As bases filosóficas do agnosticismo foram assentadas no séc. XVIII por Kant e Hume. O termo, porém, foi cunhado pelo biólogo britânico Thomas Huxley em 1876 – ele definiu o agnóstico como aquele que acredita que a questão da existência de Deus não pode e talvez jamais possa ser resolvida.
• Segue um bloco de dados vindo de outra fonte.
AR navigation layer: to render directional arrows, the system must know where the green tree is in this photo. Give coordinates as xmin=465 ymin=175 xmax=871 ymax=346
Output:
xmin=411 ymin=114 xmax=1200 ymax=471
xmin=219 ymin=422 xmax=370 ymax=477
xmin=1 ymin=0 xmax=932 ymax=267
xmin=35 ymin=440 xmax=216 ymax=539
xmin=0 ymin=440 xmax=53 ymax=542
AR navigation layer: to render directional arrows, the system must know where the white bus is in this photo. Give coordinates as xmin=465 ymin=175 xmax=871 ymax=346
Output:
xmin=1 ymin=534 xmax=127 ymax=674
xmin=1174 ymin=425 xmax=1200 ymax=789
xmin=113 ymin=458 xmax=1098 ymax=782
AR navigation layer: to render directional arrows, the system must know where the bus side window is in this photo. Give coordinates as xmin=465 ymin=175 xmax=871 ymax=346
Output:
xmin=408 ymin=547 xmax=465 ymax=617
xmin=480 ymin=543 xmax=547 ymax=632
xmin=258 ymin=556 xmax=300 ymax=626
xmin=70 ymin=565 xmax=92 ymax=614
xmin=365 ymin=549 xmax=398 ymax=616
“O Cosmos é tudo que existe, que existiu ou existirá” – Assim, com essa frase inesquecível, Carl Sagan inaugura o primeiro episódio da série de 13 documentários intitulada “Cosmos”, veiculados na TV americana em 1980, e depois no restante do mundo. Ao pretender explicar ciência e cosmologia para o público leigo, Sagan acabou criando um épico que abrange também muitas questões existenciais, história, mitologia, religião e espiritualidade em geral.

Em alguma costa rochosa, em alguma praia do globo, Sagan observa as ondas, os pássaros, o vento, e algum tempo depois nos traz outra pérola em sua narrativa: “Recentemente, aventuramo-nos um pouco pelo raso (do Cosmos), talvez com água a cobrir-nos o tornozelo, e essa água nos pareceu convidativa. Alguma parte de nosso ser nos diz que essa é a nossa origem. Desejamos muito retornar, e podemos fazê-lo, pois o Cosmos também está dentro de nós. Somos feitos de matéria estelar, somos uma forma do próprio Cosmos conhecer a si mesmo.”

Sagan era profundo conhecedor de religiões e mitologia, além de cientista e cético, mas não era nem ateu nem teísta ou deísta, era puramente agnóstico. Seu evangelho era constituído de uma obra de divulgação científica totalmente voltada para tal espanto, tal deslumbramento, tal amor pela natureza e todo o Cosmos a sua volta. Essa era a boa notícia de Carl…

Para muitos teístas, o fato de existirem pessoas que não creem em um Deus pessoal, ou que pelo menos não tem certeza de sua existência, parece causar um certo desconforto. Não é raro perceber, em qualquer pessoa ligada a doutrinas eclesiásticas, uma tendência a classificar ateus, agnósticos, céticos, e às vezes simplesmente todo e qualquer cientista, como “gente sem fé”, perdida, afastada de Deus, e até mesmo imoral.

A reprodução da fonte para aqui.